Ce point a déjà donné lieu à un certain nombre d’analyses solides, un article de Rémy Landy dans L’Information littéraire, mai-juin1968, ou la remarquable étude de Larry Shiner portant sur les Souvenirs : The Secret Mirror : Literary Form and History in Tocqueville’s Recollections, (1988) dans laquelle il écrit justement :
As a purveyor of wisdom, Tocqueville is a moralist in the French tradition of Montaigne, La Bruyère, and Voltaire, offering reflections on human motives and actions.
Plus près de nous, Laurence Guellec consacre nombre d’analyses pertinentes à l’écriture tocquevillienne dans sa thèse de doctorat Tocqueville écrivain de la Démocratie en Amérique, (1998) ; Tocqueville aimait les maximes […]. Peut-être est-ce donc d’abord à un trait de style propre à l’écrivain, écrit-elle, et elle ajoute ainsi : D’après mes dépouillements une « pensée » de Tocqueville sur l’homme rythme ce premier livre à raison d’au moins une fois toutes les dix pages.
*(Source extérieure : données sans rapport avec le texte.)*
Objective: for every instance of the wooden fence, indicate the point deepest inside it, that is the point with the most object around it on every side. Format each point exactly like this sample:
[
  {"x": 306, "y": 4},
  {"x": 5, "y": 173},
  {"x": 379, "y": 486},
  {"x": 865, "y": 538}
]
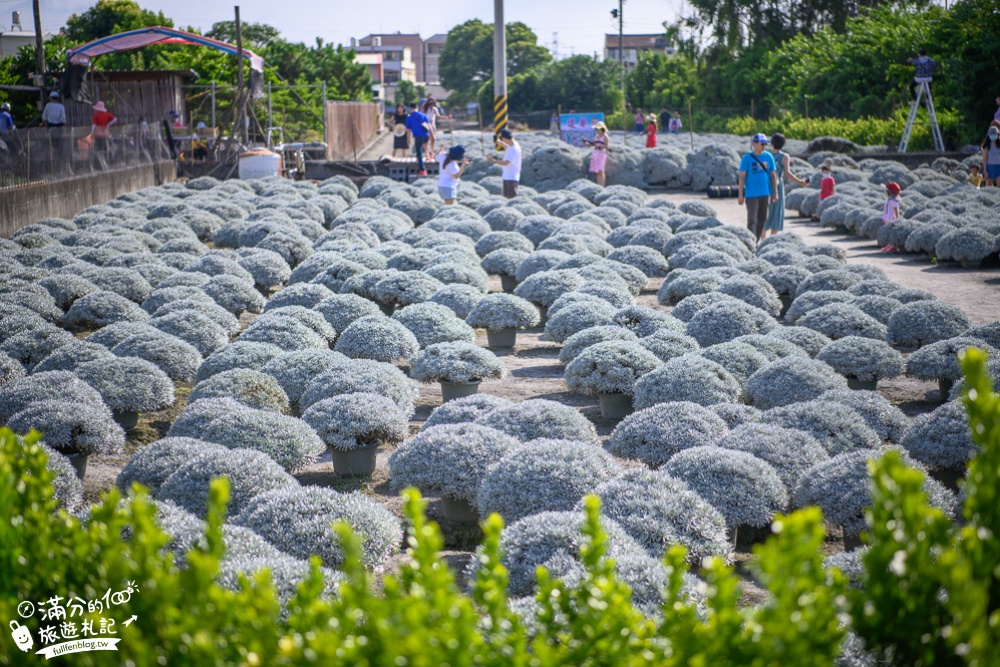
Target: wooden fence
[{"x": 350, "y": 126}]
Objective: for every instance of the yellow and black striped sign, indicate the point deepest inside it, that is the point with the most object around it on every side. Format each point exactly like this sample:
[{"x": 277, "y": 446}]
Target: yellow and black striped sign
[{"x": 499, "y": 116}]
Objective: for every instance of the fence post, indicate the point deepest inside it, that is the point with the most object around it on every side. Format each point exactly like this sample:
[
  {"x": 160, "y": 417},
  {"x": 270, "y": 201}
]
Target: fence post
[{"x": 325, "y": 138}]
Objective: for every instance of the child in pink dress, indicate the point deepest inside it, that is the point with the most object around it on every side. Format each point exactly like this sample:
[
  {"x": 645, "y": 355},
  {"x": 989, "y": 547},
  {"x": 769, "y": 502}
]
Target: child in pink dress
[{"x": 891, "y": 210}]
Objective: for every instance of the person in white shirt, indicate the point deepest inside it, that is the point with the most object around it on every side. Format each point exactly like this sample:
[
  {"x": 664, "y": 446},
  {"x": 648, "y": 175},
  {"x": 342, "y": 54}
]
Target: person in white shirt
[
  {"x": 511, "y": 163},
  {"x": 452, "y": 164},
  {"x": 54, "y": 113}
]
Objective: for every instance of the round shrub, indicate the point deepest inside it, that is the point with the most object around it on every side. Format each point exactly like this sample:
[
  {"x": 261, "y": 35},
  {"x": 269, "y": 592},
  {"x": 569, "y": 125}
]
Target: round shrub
[
  {"x": 862, "y": 358},
  {"x": 651, "y": 262},
  {"x": 342, "y": 309},
  {"x": 686, "y": 378},
  {"x": 151, "y": 465},
  {"x": 789, "y": 452},
  {"x": 176, "y": 358},
  {"x": 841, "y": 487},
  {"x": 241, "y": 354},
  {"x": 942, "y": 438},
  {"x": 294, "y": 370},
  {"x": 432, "y": 323},
  {"x": 250, "y": 473},
  {"x": 722, "y": 322},
  {"x": 839, "y": 320},
  {"x": 539, "y": 418},
  {"x": 835, "y": 426},
  {"x": 252, "y": 388},
  {"x": 299, "y": 521},
  {"x": 69, "y": 427},
  {"x": 746, "y": 490},
  {"x": 460, "y": 299},
  {"x": 659, "y": 511},
  {"x": 406, "y": 287},
  {"x": 791, "y": 380},
  {"x": 128, "y": 384},
  {"x": 300, "y": 294},
  {"x": 807, "y": 339},
  {"x": 740, "y": 359},
  {"x": 883, "y": 417},
  {"x": 32, "y": 346},
  {"x": 735, "y": 414},
  {"x": 655, "y": 434},
  {"x": 67, "y": 487},
  {"x": 362, "y": 376},
  {"x": 450, "y": 460},
  {"x": 544, "y": 287},
  {"x": 645, "y": 321},
  {"x": 20, "y": 392},
  {"x": 544, "y": 475},
  {"x": 197, "y": 330},
  {"x": 456, "y": 362},
  {"x": 233, "y": 294},
  {"x": 101, "y": 308},
  {"x": 352, "y": 421},
  {"x": 377, "y": 337},
  {"x": 919, "y": 323},
  {"x": 610, "y": 367},
  {"x": 575, "y": 318},
  {"x": 465, "y": 409}
]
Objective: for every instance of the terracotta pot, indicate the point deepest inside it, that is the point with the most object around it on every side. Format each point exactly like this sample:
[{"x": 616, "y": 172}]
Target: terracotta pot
[
  {"x": 459, "y": 510},
  {"x": 615, "y": 406},
  {"x": 502, "y": 337},
  {"x": 453, "y": 390},
  {"x": 354, "y": 462}
]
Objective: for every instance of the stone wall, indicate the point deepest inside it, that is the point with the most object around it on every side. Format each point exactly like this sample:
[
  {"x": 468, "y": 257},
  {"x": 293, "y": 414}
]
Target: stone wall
[{"x": 23, "y": 205}]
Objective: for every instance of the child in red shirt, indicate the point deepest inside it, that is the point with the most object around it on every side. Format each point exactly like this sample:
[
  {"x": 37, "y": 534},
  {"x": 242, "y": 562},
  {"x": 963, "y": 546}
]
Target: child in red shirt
[{"x": 827, "y": 185}]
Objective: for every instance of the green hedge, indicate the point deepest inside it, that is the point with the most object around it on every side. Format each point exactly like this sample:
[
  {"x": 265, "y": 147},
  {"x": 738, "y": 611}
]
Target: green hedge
[{"x": 930, "y": 595}]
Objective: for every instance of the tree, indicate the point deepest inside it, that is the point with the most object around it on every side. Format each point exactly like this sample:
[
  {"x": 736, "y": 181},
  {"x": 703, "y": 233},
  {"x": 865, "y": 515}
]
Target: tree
[
  {"x": 467, "y": 59},
  {"x": 408, "y": 93}
]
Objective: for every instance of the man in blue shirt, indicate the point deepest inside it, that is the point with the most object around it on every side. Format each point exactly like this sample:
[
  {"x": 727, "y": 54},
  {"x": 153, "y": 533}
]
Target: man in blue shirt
[
  {"x": 419, "y": 128},
  {"x": 758, "y": 184}
]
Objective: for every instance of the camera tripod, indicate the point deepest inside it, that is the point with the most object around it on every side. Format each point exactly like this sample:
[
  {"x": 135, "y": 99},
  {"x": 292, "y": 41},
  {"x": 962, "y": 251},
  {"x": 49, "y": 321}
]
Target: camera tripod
[{"x": 922, "y": 87}]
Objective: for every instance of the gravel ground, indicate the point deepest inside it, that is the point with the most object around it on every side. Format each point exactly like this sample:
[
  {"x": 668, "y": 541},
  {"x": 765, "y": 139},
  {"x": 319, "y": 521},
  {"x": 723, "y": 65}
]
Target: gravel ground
[{"x": 534, "y": 372}]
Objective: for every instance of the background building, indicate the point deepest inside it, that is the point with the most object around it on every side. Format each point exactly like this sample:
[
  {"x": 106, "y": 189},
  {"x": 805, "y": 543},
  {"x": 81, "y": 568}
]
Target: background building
[{"x": 633, "y": 45}]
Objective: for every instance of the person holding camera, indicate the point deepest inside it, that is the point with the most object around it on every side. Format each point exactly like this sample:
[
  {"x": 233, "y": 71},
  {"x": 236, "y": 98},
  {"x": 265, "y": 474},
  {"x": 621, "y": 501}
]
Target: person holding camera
[
  {"x": 599, "y": 157},
  {"x": 511, "y": 163}
]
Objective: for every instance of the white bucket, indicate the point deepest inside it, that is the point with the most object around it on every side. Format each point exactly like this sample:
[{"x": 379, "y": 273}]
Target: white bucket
[{"x": 259, "y": 164}]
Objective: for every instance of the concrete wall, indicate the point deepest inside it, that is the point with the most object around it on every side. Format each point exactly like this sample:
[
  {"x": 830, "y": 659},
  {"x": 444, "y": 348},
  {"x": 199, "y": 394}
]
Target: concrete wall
[{"x": 22, "y": 206}]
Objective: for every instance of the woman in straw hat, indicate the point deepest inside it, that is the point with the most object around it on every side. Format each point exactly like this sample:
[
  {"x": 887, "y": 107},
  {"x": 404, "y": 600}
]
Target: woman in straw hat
[
  {"x": 99, "y": 125},
  {"x": 599, "y": 158}
]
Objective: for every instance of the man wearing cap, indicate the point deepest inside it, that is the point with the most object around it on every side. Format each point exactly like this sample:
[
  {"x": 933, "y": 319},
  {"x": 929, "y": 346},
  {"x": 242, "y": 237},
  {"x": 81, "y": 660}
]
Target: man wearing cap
[
  {"x": 420, "y": 129},
  {"x": 511, "y": 163},
  {"x": 54, "y": 113},
  {"x": 758, "y": 184}
]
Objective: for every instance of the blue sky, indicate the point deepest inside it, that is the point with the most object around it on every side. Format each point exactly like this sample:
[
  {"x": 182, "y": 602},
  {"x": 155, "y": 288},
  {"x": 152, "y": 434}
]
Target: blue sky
[{"x": 580, "y": 23}]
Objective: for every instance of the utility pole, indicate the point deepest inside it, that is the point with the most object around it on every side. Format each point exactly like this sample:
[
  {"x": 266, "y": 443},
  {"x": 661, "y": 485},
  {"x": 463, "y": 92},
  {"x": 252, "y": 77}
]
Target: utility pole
[
  {"x": 39, "y": 52},
  {"x": 499, "y": 70},
  {"x": 240, "y": 102},
  {"x": 619, "y": 14}
]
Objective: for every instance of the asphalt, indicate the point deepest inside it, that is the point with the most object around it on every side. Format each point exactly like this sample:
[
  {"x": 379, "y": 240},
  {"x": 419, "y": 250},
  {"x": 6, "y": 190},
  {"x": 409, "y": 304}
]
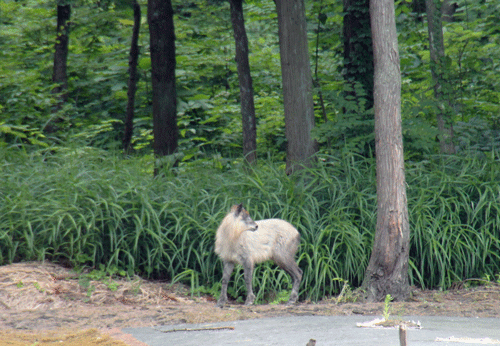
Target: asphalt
[{"x": 326, "y": 330}]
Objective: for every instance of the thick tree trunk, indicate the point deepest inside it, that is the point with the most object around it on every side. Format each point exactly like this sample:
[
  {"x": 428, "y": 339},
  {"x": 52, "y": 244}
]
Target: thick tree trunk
[
  {"x": 132, "y": 81},
  {"x": 246, "y": 88},
  {"x": 441, "y": 86},
  {"x": 162, "y": 46},
  {"x": 59, "y": 74},
  {"x": 297, "y": 83},
  {"x": 387, "y": 271}
]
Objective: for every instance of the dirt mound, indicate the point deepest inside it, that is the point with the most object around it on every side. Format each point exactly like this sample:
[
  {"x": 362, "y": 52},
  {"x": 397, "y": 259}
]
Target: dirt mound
[{"x": 44, "y": 300}]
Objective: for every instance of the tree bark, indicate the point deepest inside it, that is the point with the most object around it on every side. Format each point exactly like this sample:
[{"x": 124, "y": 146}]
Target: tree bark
[
  {"x": 297, "y": 83},
  {"x": 437, "y": 62},
  {"x": 132, "y": 81},
  {"x": 59, "y": 74},
  {"x": 387, "y": 271},
  {"x": 162, "y": 47},
  {"x": 246, "y": 88}
]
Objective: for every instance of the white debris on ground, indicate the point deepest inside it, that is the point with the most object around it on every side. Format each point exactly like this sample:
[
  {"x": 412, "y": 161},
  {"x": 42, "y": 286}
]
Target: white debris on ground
[
  {"x": 484, "y": 341},
  {"x": 394, "y": 324}
]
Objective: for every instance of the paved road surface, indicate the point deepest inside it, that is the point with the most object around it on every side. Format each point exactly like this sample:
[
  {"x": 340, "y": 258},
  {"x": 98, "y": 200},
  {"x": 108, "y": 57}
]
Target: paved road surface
[{"x": 326, "y": 330}]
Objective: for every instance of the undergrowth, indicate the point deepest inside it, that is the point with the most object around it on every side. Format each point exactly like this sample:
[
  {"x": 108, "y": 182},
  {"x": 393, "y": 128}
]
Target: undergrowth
[{"x": 87, "y": 207}]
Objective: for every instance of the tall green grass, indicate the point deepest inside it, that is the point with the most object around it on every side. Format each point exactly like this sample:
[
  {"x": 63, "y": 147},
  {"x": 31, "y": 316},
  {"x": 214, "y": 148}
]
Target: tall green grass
[{"x": 89, "y": 207}]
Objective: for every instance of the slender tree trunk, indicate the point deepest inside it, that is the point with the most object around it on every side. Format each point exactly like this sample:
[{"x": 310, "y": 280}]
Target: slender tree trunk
[
  {"x": 59, "y": 75},
  {"x": 297, "y": 83},
  {"x": 132, "y": 81},
  {"x": 441, "y": 85},
  {"x": 162, "y": 46},
  {"x": 246, "y": 88},
  {"x": 387, "y": 271}
]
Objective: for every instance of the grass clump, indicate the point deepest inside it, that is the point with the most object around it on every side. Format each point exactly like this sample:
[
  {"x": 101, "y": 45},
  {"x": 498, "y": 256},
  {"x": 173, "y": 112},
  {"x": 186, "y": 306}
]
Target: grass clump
[{"x": 87, "y": 207}]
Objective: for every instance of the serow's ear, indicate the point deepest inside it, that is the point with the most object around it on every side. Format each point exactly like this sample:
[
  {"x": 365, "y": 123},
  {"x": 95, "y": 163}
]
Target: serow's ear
[{"x": 239, "y": 209}]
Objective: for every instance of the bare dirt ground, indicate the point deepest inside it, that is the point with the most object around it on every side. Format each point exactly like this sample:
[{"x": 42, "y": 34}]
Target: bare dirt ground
[{"x": 44, "y": 304}]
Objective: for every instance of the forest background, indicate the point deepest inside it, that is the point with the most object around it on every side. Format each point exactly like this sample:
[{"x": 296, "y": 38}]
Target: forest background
[{"x": 70, "y": 194}]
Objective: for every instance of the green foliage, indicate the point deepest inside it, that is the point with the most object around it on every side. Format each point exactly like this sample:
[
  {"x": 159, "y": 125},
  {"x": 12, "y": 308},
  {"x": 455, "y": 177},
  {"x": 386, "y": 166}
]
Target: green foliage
[{"x": 87, "y": 207}]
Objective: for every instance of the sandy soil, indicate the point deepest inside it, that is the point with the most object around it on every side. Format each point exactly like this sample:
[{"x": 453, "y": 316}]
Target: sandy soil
[{"x": 44, "y": 303}]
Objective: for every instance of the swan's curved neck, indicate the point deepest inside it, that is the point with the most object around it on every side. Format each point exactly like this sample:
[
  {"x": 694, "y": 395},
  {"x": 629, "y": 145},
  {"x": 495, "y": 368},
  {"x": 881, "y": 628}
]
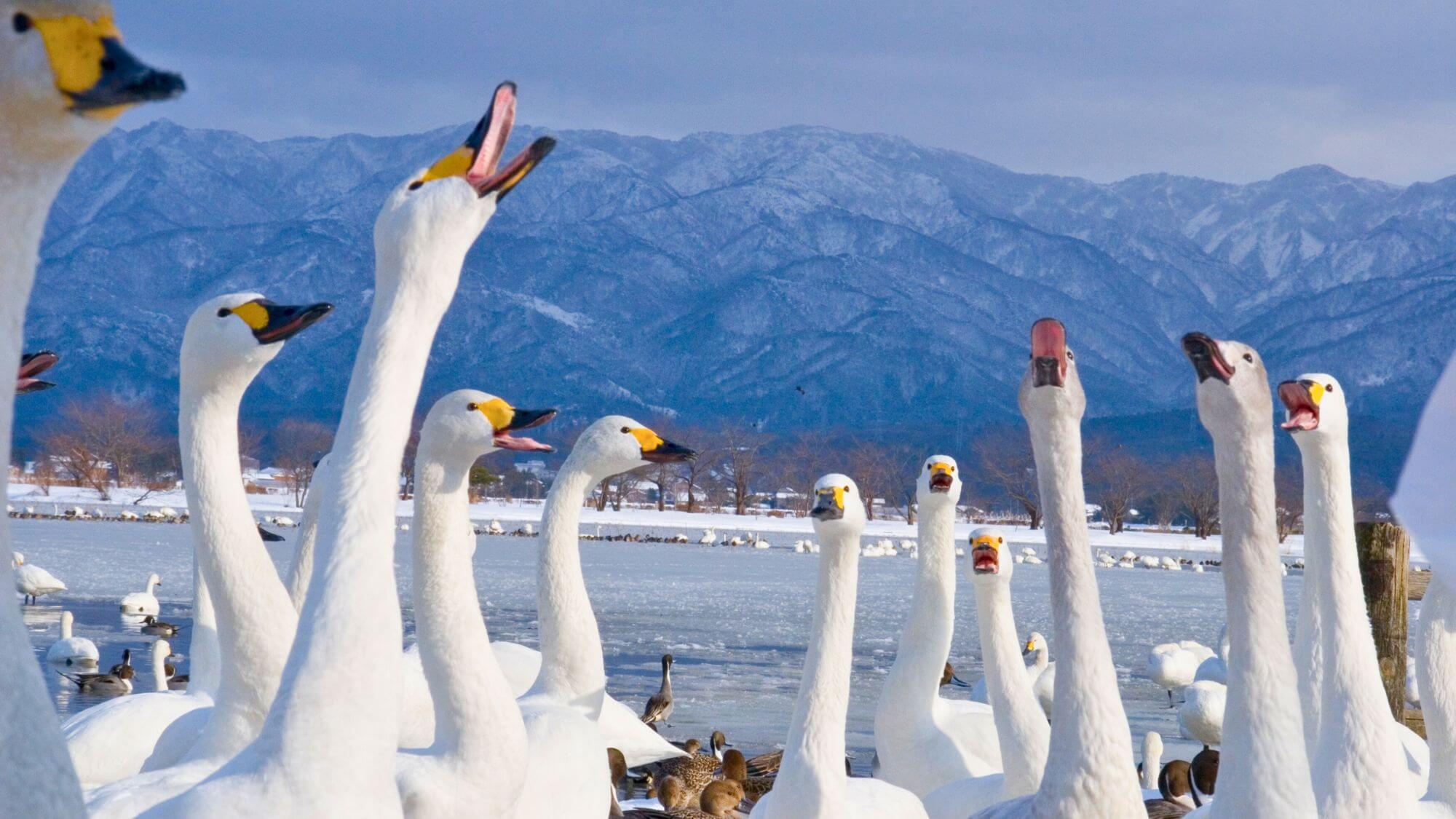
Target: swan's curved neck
[
  {"x": 914, "y": 681},
  {"x": 477, "y": 719},
  {"x": 1359, "y": 767},
  {"x": 1021, "y": 727},
  {"x": 256, "y": 620},
  {"x": 31, "y": 745},
  {"x": 1265, "y": 769},
  {"x": 812, "y": 777},
  {"x": 1435, "y": 669},
  {"x": 1088, "y": 726},
  {"x": 573, "y": 670}
]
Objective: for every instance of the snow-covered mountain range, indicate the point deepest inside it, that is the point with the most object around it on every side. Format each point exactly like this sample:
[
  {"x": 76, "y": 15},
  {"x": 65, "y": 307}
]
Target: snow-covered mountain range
[{"x": 790, "y": 279}]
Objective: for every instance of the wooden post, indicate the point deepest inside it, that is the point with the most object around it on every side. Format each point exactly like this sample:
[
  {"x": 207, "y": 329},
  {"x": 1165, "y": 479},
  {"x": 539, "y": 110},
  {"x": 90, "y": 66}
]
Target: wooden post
[{"x": 1385, "y": 555}]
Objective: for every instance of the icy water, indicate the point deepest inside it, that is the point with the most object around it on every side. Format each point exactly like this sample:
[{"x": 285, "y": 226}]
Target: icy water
[{"x": 737, "y": 620}]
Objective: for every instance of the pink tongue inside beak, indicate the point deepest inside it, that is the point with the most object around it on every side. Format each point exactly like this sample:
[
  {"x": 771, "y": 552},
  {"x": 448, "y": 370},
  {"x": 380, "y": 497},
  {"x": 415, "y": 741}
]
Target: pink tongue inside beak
[
  {"x": 503, "y": 117},
  {"x": 513, "y": 443}
]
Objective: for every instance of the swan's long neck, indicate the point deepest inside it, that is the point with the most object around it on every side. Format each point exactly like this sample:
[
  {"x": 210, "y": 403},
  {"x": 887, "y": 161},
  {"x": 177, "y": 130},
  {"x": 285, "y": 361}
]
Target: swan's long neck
[
  {"x": 1088, "y": 726},
  {"x": 573, "y": 670},
  {"x": 812, "y": 777},
  {"x": 1359, "y": 767},
  {"x": 352, "y": 614},
  {"x": 914, "y": 682},
  {"x": 256, "y": 620},
  {"x": 1265, "y": 768},
  {"x": 31, "y": 746},
  {"x": 1021, "y": 727},
  {"x": 1435, "y": 670},
  {"x": 477, "y": 719}
]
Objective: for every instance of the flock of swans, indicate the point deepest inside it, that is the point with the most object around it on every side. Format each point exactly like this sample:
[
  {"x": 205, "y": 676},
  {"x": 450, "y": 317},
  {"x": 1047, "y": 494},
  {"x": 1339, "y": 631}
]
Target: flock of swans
[{"x": 465, "y": 726}]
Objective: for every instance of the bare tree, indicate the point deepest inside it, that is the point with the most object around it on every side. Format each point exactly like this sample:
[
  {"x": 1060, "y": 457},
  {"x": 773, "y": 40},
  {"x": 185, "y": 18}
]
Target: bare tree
[
  {"x": 298, "y": 446},
  {"x": 1196, "y": 483},
  {"x": 1008, "y": 464},
  {"x": 1116, "y": 478}
]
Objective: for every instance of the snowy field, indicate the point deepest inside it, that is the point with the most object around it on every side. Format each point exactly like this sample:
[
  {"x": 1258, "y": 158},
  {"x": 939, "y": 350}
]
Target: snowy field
[{"x": 737, "y": 620}]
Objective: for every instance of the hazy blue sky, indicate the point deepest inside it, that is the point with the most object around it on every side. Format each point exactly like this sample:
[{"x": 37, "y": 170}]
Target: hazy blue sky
[{"x": 1231, "y": 91}]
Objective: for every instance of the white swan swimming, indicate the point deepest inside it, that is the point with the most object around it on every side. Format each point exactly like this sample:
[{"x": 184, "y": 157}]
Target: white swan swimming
[
  {"x": 320, "y": 752},
  {"x": 924, "y": 740},
  {"x": 142, "y": 604},
  {"x": 1090, "y": 768},
  {"x": 72, "y": 650},
  {"x": 812, "y": 780},
  {"x": 1361, "y": 765},
  {"x": 477, "y": 762},
  {"x": 65, "y": 78},
  {"x": 244, "y": 620},
  {"x": 1266, "y": 771},
  {"x": 1021, "y": 726},
  {"x": 567, "y": 775}
]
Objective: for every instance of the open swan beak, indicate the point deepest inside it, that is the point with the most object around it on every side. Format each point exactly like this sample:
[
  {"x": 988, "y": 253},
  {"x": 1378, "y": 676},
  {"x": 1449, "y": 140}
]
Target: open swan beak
[{"x": 478, "y": 159}]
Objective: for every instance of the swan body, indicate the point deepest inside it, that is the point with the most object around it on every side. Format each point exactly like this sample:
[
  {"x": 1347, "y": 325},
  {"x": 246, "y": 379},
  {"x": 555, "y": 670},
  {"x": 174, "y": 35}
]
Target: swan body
[
  {"x": 142, "y": 604},
  {"x": 72, "y": 650},
  {"x": 921, "y": 740},
  {"x": 1266, "y": 769},
  {"x": 812, "y": 781},
  {"x": 1021, "y": 726}
]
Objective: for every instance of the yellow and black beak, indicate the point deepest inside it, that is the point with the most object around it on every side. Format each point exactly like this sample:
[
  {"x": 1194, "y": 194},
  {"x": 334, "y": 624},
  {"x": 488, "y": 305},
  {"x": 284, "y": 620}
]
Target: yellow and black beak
[
  {"x": 94, "y": 71},
  {"x": 480, "y": 157},
  {"x": 829, "y": 503},
  {"x": 659, "y": 451},
  {"x": 279, "y": 323}
]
Tocqueville cisèle les aphorismes – he was an aphorist, note Shiner – il cultive les formules concises : maximes, aphorismes, pensées, axiomes, bref, toutes ces formes excessivement courtes qui entendent offrir au lecteur un concentré sémantique, une phrase ou sentence riche d’un superflu de sens dont la concision renforce l’esthétique. De l’écriture des maîtres du XVIIe siècle il a retenu outre les formes courtes, les parallélismes et les antithèses, les constructions binaires, les chiasmes, bref les formules qui frappent. Il s’efforce d’atteindre la symétrie des classiques en même temps que l’élégance des grands écrivains des Lumières. La référence à La Bruyère est rendue explicite, par exemple, par la comparaison que Tocqueville établit entre l’attitude des courtisans dans un régime monarchique et celle des citoyens de la démocratie américaine. Nul mieux que La Bruyère n’a su peindre les manières ; c’est sa maîtrise qu’il conviendrait d’atteindre : Il faudrait pour bien faire intercaler ici une petite peinture dans la manière des Lettres persanes ou des Caractères de La Bruyère (3). Parfois, au contraire, Alexis se découvre si influencé par La Bruyère qu’il déplore une forme de mimétisme qui transparaît dans son écriture : Tout ceci un peu maniéré, je pense, de l’imitation de La Bruyère. Le lire sans avertir pour voir l’effet, note-t-il dans le chapitre consacré à la simplicité des rapports interpersonnels des Américains. Mais sa palette est large et ses portraits-caractères, celui du Virginien, de la jeune fille et de la femme américaines par exemple, voisinent avec celui de cet homme, qui n’est ni Giton, ni Théodecte, mais un caractère nouveau : le citoyen américain qui affiche sa superbe pour vanter les mérites du pays et de ses habitants.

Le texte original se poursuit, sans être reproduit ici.